Computer hardware increases in speed and capacity by factors of thousands each decade; computer software piles on new features and fancier interfaces nearly as fast. So why do computers still waste our time and drive us crazy?

One quarter of those under age 25 polled in a recent British survey said they had kicked their computers or seen friends do so. And the cost of sophisticated networked systems (on which nearly all large organizations are coming to depend) is now dominated not by ever-cheaper hardware and software but by the rising salaries of the gurus who can keep it all up and running. According to a study published in March 2002 by researchers at the University of California at Berkeley, the labor costs outstrip equipment by factors of three to 18, depending on the type of system. And one third to one half the total budget is spent preventing or recovering from crashes. And no wonder: a system failure at a brokerage or credit-card authorization center can run up millions of dollars per hour in lost business.

Computer Crisis

"There is no less than a crisis today in three areas: cost, availability and user experience," says Robert Morris, director of IBMs Almaden Research Laboratory. At a conference in Almaden, Calif., last month, research leaders from most of the largest computer companies and several universities agreed on the problem as it was sketched out in a "manifesto" released last October by IBM. "The growing complexity of the I.T. infrastructure threatens to undermine the very benefits information technology aims to provide," the anonymously authored manifesto asserts.

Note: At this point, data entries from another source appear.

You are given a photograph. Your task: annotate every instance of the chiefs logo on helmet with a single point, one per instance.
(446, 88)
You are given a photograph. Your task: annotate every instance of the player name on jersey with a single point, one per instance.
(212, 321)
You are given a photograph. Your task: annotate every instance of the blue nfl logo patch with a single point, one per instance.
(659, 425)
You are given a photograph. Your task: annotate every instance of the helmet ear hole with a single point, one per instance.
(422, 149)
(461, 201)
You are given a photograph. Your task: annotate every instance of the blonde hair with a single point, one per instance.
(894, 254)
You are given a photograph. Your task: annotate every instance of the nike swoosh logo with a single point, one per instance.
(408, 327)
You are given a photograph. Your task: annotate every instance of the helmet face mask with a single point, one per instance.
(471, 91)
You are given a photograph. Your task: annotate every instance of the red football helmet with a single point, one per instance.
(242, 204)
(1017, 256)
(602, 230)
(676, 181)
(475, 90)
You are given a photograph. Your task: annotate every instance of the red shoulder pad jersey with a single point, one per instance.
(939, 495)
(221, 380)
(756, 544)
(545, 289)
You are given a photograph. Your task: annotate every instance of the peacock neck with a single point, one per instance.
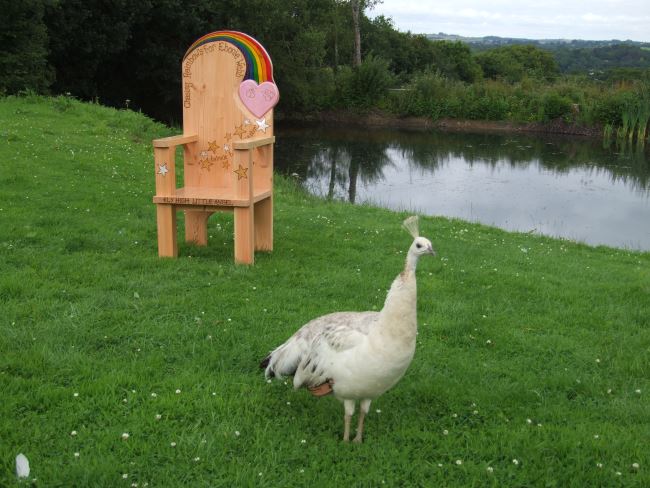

The sheer number of computer devices is forecasted to rise at a compound rate of 38 percent a year; most of these devices will be connected to one another other and to the Internet. "Up until now, we've relied mainly on human intervention and administration to manage this complexity," the manifesto continues. "Unfortunately, we are starting to gunk up the works."

There is less agreement on the solution. IBM argues in its treatise that the goal should be "autonomic" computer systems analogous to the involuntary nervous system that allows the human body to cope with environmental change, external attack and internal failures. "Our bodies have great availability," Morris observes. "I have soft errors all the time: my memory fails once in a while, but I dont crash. My whole body doesnt shut down when I cut a finger."

Morris and the other heads of IBMs autonomic computing research effort have more in mind than just fault tolerance. The manifesto lists eight defining characteristics (right) of autonomic computing systems. Some have already been demonstrated in prototypes.

An autonomic system must have a sense of self, for example. It must keep track of its parts, some of which may be borrowed from or lent out to other systems. And it must keep its public and private parts segregated. At Columbia University, Gail Kaiser and colleagues in the Programming Systems Lab have worked out ways to add software probes, gauges and configuration controls to certain kinds of existing systems so that they can be monitored, tuned and even repaired automatically rather than by highly paid engineers.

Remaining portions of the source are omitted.